Murray Kellner (April 29, 1900 - November 20, 1991) was an American violinist who had a long and prolific career on records and radio from the 1920s to the 1970s as an orchestral director, session musician and arranger. He was sometimes credited as Kellner Murray.

==Biography==
Born in Brooklyn, New York, the son of Russian Jewish emigrants, he first recorded as an accompanist to Vernon Dalhart, one of the most popular singers of the era. Kellner appeared on over 500 recordings with Dalhart between 1925 and 1928, some also with Carson Robison, as well as recording over the same period for Victor Records with Billy Murray, Frank Luther, Kate Smith and others. He also made recordings for Gennett including the traditional tune "Hell Broke Loose in Georgia", on which he was billed as "The Fiddlin' Cowboy".
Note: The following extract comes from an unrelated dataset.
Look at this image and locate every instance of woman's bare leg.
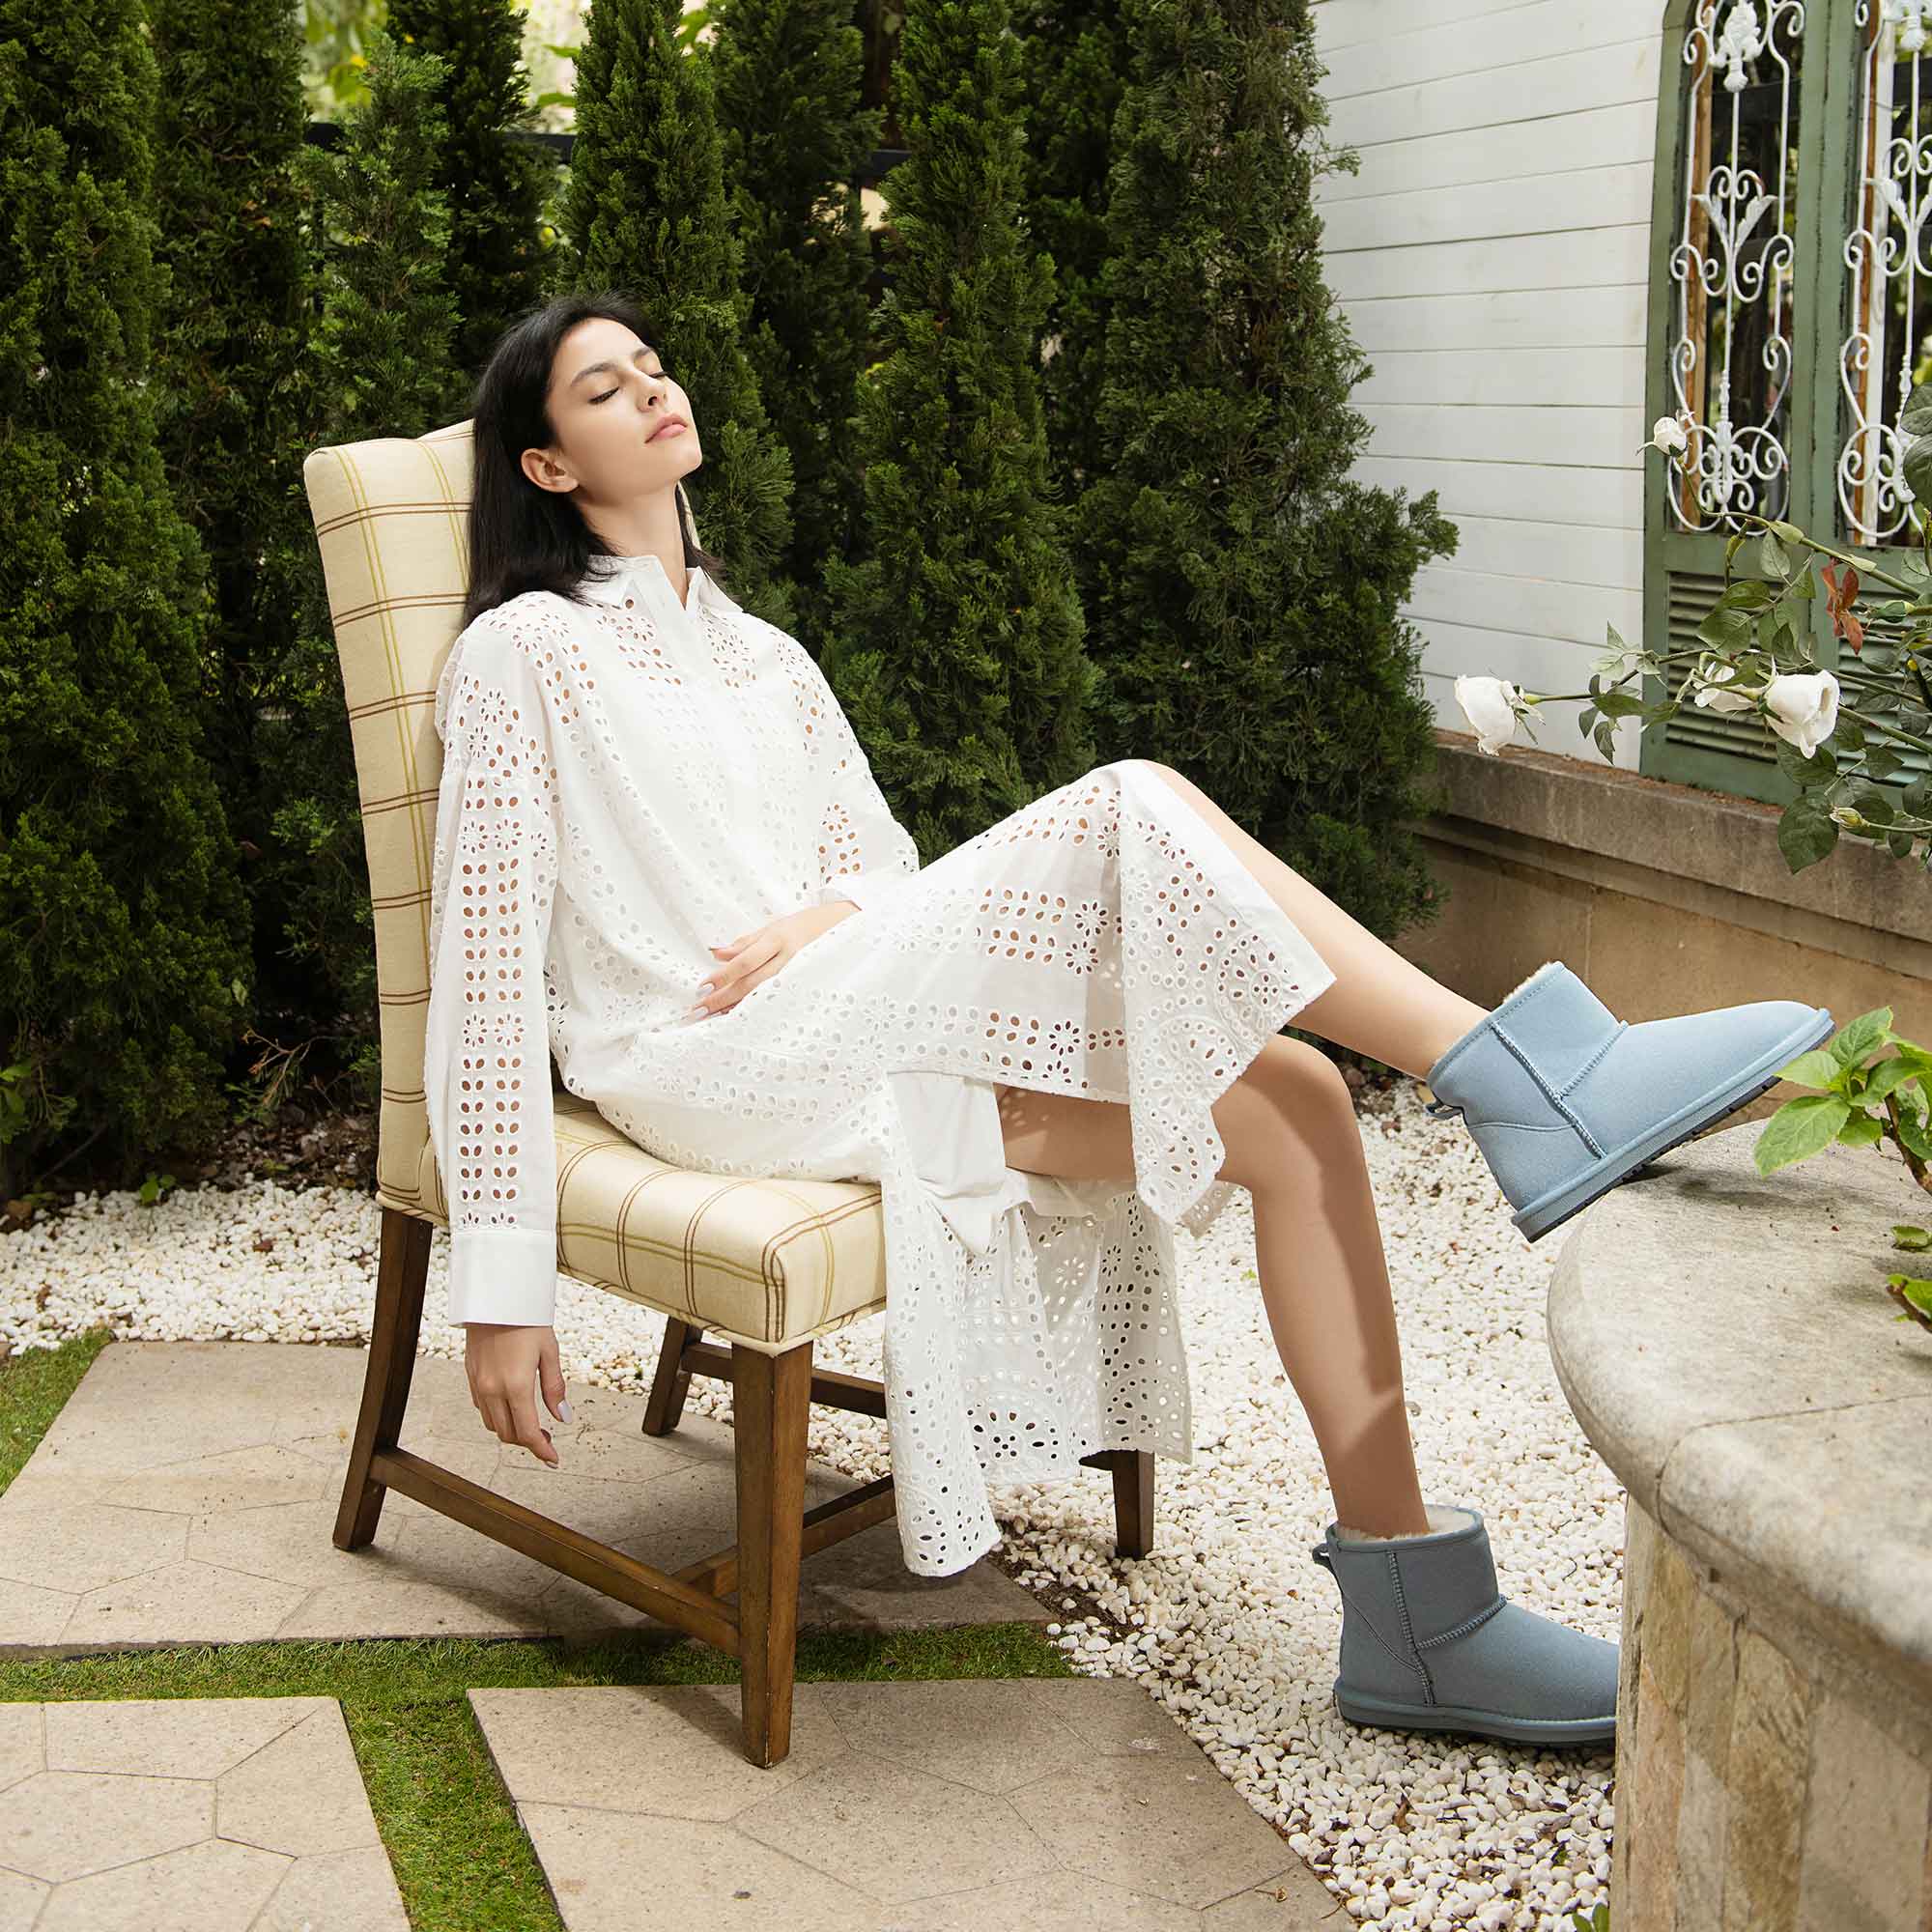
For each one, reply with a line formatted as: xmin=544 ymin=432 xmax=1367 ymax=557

In the 1920s and 1930s, he made numerous recordings both of dance tunes and jazz, under his own name and as a session musician. He recorded for Edison Records as the leader of the Murray Kellner Dinner Music Ensemble, and was also a member of a Paul Whiteman-sponsored studio group, The Virginians. In the mid-1930s, he led one of the orchestras on the popular NBC radio show Let's Dance. As Kel Murray, he recorded numerous sessions for the Royale label set up by Eli Oberstein, and also for the Sonora label including the 1945 album Dinner Music, a set of 10-inch records.

He moved to Hollywood after World War II, and maintained a high profile as a session musician, recording with such stars as Frank Sinatra, Ella Fitzgerald, Bing Crosby, Judy Garland, Nat King Cole, Doris Day and Bobby Darin. According to Tom Lord's Jazz Discography, Kellner appeared on 120 sessions between 1925 and 1970, but this excludes sessions not categorized as jazz. Eugene Chadbourne wrote: "If a musician's popularity was based purely on a system of tallying up each time their playing had been heard by an individual set of ears, then perhaps the superstars of the music business would be people such as... Murray Kellner".

Kellner died in Los Angeles in 1991.